The "Youth Bill" was approved in the wake of repeated attacks by young Palestinians, with a statement from parliament saying the incidents warranted "a more aggressive approach, including toward minors."
Israeli authorities will now be able to imprison a minor convicted of serious crimes such as murder, attempted murder or manslaughter even if they are under 14, the statement said.
“Rather than sending them to prison, Israel would be better off sending them to school where they could grow up in dignity and freedom not under occupation,” Israeli rights group B'Tselem said in a statement. “Imprisoning such young minors denies them the chance of a better future.”
Previously, the law stated that minors under age 14 may not receive a prison sentence.
As the bill was being advanced, lawmakers within the Israeli state pointed to child soldiers in neighboring Syria to buttress their case for the draconian new measures: “Today children are being used (in attacks), and we see children in the Islamic State group cutting off people’s heads,” Israeli minister Anat Berko stated in November, 2015. “This law will give greater security to the citizens of Israel, Jews and Arabs alike.”
Approval of the legislative measure takes place following the high-profile case involving Ahmed Manasra, a 14-year-old Palestinian, who was convicted in May of the attempted murder of two Israelis in a knife attack last October.

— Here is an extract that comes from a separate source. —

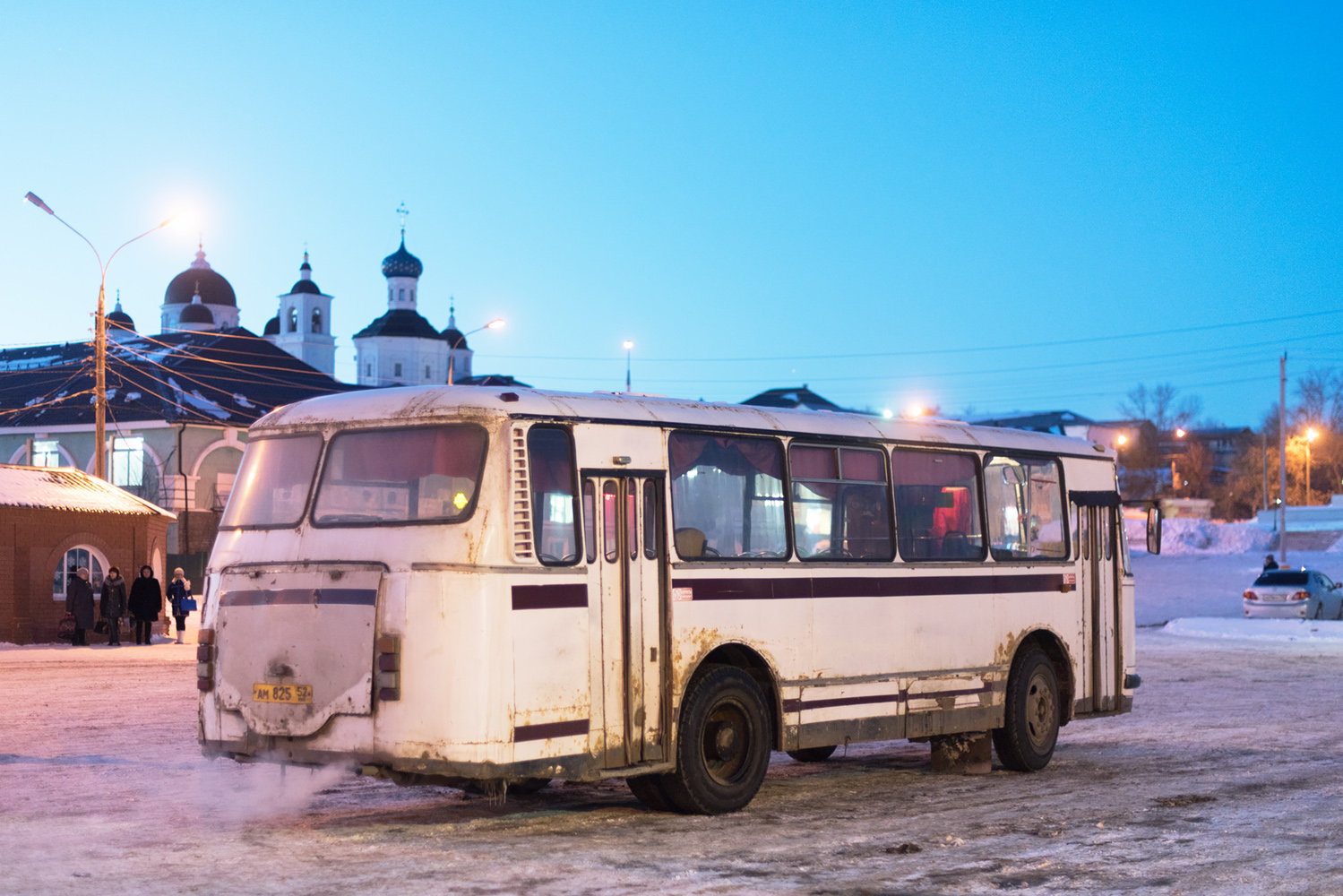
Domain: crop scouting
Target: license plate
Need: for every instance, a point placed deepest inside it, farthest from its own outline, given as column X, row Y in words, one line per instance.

He was 13 when he carried out the attack and is yet to be sentenced.
Manasra, an East Jerusalem resident, was the youngest Palestinian to be convicted by an Israeli civilian court in the current round of violence.
Violence in the Palestinian and Israeli territories since October has killed at least 218 Palestinians, 34 Israelis, two Americans, an Eritrean and a Sudanese, according to estimates carried out by AFP.
Palestinian youths are frequently shot dead during protests and clashes with security forces. According to the documents revealed by the Palestinian human rights group Adalah that operates within the Israeli state, police forces are now allowed to use lethal force as a first resort against Palestinians who throw stones, firebombs, or fireworks.